As far back as 1.8 million years, early mammoths were being eaten by Homo erectus, the first hominid known to have used both tools and fire.

Until now, scientists believed that all types of mammoths developed in the Old World and that North America played only a minor role in their history. Poinar’s research on the remains of 160 different animals paints a more complex picture.
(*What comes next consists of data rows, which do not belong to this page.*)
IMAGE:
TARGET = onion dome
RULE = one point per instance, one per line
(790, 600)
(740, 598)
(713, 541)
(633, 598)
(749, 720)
Mammoths first crossed from Siberia to what is now Alaska and northern Canada hundreds of millennia ago on a land bridge across the Bering Strait.

It was created by falling sea levels during an ancient ice age. When the ice finally receded some 200,000 years ago, so did the bridge.

Siberian and North American mammoths were isolated from each other for the next 160,000 years, when the land link between the continents re-emerged during another ice age.

But this time it was the North American animals that crossed, replacing the declining herds of Siberian mammoths.